Num sentido mais estrito, designa uma teoria que defende que o intelecto (ou a razão) é a motivação das ações humanas e que desvaloriza ou desconsidera o papel de elementos “irracionais” como o puro desejo ou a pura vontade. Num sentido mais lato, o termo pode também referir-se à confiança na capacidade do intelecto para conhecer a realidade ou para orientar a vida individual ou a sociedade.

Enquanto teoria motivacional, fala-se muitas vezes de intelectualismo no contexto da filosofia antiga. Sócrates parece ter defendido a ideia contraintuitiva de que se age sempre de acordo com a conceção que se tem do que é melhor, de modo que o pensamento ou a razão controla sempre a ação e não é possível que o desejo ou as emoções provoquem uma perda de controlo ou incontinência (akrasia). Também de acordo com Sócrates, a virtude é conhecimento (de modo que se agiria sempre bem se se soubesse o que é o bem) e só se faz o mal por ignorância. Com diversas qualificações e reservas, Platão, Aristóteles e os estoicos defenderam igualmente que o intelecto se sobrepõe ou se pode sobrepor a outras motivações.
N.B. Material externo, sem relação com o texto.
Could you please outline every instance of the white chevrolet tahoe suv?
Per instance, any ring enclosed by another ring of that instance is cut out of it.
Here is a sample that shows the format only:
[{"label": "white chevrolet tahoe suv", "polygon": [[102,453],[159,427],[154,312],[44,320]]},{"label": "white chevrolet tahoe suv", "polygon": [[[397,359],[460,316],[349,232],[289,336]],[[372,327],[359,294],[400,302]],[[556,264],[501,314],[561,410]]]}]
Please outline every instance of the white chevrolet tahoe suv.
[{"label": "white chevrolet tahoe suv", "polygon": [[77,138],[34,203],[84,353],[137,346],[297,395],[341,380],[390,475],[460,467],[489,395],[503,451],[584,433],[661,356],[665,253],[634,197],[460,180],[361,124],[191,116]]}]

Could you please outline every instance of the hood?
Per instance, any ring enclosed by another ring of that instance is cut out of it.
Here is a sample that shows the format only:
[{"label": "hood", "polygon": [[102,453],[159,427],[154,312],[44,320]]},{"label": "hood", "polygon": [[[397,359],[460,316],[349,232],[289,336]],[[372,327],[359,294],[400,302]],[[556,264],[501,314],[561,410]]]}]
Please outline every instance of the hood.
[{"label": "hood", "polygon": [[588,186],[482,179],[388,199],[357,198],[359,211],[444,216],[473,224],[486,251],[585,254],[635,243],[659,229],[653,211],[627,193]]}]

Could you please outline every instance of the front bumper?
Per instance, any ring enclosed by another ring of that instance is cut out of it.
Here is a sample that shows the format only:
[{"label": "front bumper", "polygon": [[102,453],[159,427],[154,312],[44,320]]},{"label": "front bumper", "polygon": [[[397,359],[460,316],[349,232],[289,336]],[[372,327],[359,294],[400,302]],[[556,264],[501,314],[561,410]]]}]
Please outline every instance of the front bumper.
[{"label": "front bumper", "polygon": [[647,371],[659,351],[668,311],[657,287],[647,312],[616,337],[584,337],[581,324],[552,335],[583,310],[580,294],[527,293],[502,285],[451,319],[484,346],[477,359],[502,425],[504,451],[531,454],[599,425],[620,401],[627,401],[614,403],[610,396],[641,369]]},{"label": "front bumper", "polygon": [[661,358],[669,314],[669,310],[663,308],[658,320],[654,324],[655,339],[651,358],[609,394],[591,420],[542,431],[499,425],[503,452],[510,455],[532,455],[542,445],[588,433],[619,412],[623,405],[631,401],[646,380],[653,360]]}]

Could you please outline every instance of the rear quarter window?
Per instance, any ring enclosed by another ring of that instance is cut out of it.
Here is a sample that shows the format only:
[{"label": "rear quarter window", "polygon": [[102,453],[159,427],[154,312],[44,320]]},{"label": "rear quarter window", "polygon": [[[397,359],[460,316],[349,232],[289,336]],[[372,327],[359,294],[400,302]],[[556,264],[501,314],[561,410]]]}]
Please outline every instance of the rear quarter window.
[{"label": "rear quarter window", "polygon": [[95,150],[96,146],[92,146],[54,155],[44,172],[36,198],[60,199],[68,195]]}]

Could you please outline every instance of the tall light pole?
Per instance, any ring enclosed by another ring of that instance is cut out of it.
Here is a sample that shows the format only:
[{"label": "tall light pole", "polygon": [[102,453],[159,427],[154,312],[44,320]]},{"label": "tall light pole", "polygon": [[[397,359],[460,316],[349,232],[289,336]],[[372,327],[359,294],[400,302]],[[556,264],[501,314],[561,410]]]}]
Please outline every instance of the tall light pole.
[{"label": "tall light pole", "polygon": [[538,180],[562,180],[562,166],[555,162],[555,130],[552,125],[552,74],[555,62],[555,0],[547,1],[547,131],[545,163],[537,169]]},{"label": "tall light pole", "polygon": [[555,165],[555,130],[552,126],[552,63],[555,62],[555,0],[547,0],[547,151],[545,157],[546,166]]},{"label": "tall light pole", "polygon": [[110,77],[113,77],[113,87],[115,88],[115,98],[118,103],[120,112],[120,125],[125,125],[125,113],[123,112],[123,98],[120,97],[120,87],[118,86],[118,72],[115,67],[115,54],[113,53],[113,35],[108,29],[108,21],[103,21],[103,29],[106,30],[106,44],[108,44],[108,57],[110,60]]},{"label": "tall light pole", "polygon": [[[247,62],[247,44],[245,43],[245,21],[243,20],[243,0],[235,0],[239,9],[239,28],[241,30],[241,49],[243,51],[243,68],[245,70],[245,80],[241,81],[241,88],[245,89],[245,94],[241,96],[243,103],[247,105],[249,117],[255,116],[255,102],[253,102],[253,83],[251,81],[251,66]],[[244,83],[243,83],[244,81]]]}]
Por meio destes autores, o intelectualismo passou também para a reflexão ética e teológica cristã. Contudo, neste novo contexto, e sobretudo a partir da escolástica, a questão é concebida como um confronto entre intelecto e vontade. Intelectualistas como S. Tomás de Aquino defendem que a vontade segue o intelecto ou é determinada por ele (pois de outro modo a vontade seria indeterminada), e, em virtude disso, a ética e a espiritualidade dependem do desenvolvimento racional ou intelectual. Mas a esta conceção opôs-se o voluntarismo, desenvolvido pela Escola Franciscana no séc. xiii, que afirma a autonomia da vontade como forma de defender a liberdade e a espontaneidade do amor. O debate entre intelectualistas e voluntaristas ia, aliás, além da motivação humana e abrangia também a questão de saber se Deus estaria necessariamente determinado pelo seu intelecto (como Leibniz mais tarde defendeu) ou se a vontade de Deus precedia, de alguma forma, o seu intelecto (como Duns Scotus parece defender).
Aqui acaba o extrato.